An explosive report obtained by The Advocate last month, conducted by a top official in the office, accused another high-level official of a wide-ranging pattern of mismanagement and possible misconduct. It accused Assistant Inspector General Nadiene Van Dyke, who heads the office's Inspections and Evaluations Division, of a host of offenses, including steering lucrative contracts to friends, approaching reports with preconceived agendas, and punishing employees who questioned what was going on. It argued that she showed a pattern of behavior that disregarded the office's core ethic and "completely destroyed the most coveted benchmarks for an OIG — integrity and independence."

Van Dyke's lawyer said the report, authored by the OIG's chief of investigations Howard Schwartz, is full of errors and misunderstandings and "corrupted by personal bias." He said Quatrevaux, who has not commented on the report's merits publicly, plans to commission a third-party follow-up.

But the damage is already done. An agency can't credibly judge another's operations if it's in chaos itself, and if there's even a question over whether it chooses projects and approaches its duties honestly, fairly and open-mindedly.

The Sewerage & Water Board's operations would seem to be a ripe target for the office, but it has only conducted a few reports. One, released in 2015, zeroes in on unauthorized use of overtime, an issue that would appear to be directly related to the staffing shortfalls that we now know plague the agency.

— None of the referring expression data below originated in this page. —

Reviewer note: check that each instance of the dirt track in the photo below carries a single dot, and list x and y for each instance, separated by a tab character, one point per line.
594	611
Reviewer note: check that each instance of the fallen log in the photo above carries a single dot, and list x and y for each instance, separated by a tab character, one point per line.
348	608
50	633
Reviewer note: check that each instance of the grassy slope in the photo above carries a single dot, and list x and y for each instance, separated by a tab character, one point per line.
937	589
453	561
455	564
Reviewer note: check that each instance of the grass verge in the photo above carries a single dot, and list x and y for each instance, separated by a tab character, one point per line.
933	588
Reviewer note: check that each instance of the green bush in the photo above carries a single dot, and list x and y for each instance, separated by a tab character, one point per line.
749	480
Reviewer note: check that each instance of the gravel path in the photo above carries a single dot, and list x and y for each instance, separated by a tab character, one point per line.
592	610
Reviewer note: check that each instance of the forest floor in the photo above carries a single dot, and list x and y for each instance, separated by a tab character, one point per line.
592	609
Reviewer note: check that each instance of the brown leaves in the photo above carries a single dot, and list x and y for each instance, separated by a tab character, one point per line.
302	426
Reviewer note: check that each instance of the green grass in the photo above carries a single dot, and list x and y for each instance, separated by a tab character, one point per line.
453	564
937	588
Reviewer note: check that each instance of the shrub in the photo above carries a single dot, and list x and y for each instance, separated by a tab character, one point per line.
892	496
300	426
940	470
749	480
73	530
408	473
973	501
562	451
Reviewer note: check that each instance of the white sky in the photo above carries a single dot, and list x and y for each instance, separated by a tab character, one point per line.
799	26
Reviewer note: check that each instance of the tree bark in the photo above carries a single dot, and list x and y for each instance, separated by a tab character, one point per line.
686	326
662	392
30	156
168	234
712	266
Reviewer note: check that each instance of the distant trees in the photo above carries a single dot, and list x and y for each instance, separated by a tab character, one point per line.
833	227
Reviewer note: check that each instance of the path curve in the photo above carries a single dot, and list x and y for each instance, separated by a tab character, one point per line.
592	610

Another, released just last month, is actually singled out in Schwartz's documents as flawed. The report warned that massive infrastructure projects could allow dangerous lead to intrude into the pipes that carry drinking water to customers, creating a public health emergency.

But officials did no actual testing, a fact that drew the ire of Allen Miller, chairman of the Ethics Review Board which oversees the office. While lead is clearly a concern, Miller told Quatrevaux at a recent meeting, "without testing water, how can you determine whether there's an imminent health risk to any individual?"

Schwartz's report, meanwhile, said that Van Dyke put pressure on an employee not only to focus on lead but to issue more critical conclusions. The employee was later taken off the project.

All this comes as Quatrevaux, like Landrieu, has basically entered lame-duckhood. His contract is up in October, and while he has said he would like another term, the ERB is conducting a national search, which sure sounds like a vote of no-confidence.

Landrieu will be around until May and is racing against the clock to whip the system into working order. Over at the I.G.'s office, it will probably be up to the next person to figure out how to rebuild. In both cases, though, it will take a herculean effort to restore a precious commodity: public trust.